Sankofa is a word from the Ghanian Twi language meaning “Go back and get it.” “Sankofa teaches us that we must go back to our roots in order to move forward. That is, we should reach back and gather the best of what our past has to teach us, so that we can achieve our full potential as we move forward. Whatever we have lost, forgotten, forgone or been stripped of can be reclaimed, revived, preserved and perpetuated.”* *UIC African American Studies Department


I really miss my grandma. I lost my grandma when I was about 4, I think she died in 2005. It hurt me so bad, I was right there when my mother came downstairs and said, “Ma ma.” She didn’t answer, so she went in her room. I tried to move her, I saw that she was gone. I have never seen my mother so hurt.

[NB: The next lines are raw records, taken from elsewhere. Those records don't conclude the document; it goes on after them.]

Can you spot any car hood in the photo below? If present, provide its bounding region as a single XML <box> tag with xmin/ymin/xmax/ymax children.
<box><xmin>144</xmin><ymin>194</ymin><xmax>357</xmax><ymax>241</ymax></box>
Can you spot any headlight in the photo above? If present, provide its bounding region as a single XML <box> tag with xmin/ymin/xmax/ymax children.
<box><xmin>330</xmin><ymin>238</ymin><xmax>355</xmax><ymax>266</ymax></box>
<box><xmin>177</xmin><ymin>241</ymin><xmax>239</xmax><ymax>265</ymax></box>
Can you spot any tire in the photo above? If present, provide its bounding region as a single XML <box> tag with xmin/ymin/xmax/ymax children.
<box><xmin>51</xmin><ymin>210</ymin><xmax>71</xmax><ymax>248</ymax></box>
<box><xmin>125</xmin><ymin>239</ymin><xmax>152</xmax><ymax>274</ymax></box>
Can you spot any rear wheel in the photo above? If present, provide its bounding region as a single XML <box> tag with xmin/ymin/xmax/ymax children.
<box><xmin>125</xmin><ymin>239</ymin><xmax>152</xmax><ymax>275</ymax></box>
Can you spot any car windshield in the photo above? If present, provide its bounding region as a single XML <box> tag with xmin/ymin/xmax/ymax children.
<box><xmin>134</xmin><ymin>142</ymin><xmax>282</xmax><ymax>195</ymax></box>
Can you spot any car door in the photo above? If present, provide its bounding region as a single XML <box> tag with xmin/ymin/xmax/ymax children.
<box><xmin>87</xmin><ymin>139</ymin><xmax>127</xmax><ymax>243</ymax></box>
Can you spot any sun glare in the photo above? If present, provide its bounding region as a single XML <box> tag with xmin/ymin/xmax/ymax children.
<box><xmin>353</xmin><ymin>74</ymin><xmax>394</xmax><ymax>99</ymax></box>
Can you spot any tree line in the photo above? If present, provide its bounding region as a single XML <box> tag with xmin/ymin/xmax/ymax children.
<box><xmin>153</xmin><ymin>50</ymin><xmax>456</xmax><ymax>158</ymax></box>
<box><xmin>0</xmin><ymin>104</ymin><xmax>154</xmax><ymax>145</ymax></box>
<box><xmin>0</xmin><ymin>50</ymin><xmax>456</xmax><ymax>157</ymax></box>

She still be down around mothers day because my grandma gone. I remember asking “Ma, is she coming back?” When I saw the people bringing her out. My momma said, ”No baby.” I had started crying my eyes out because I knew I would never get the chance, hug, kiss, etc because she gone.



I’m from the Westside of Chicago. I have been living here almost all my whole life. I mean I don’t like it as much, But this is what I have to deal with as of right now. Where I’m going, who knows but God… I pray He takes me somewhere good and peaceful.


Away from all the drama Meaning not dying or anything Away from all this killing going on. I mean people kill everywhere, but it’s just too much killing everywhere. Besides all the killing that’s going on. I still manage to keep pushing myself to get out Chicago Go better myself somewhere.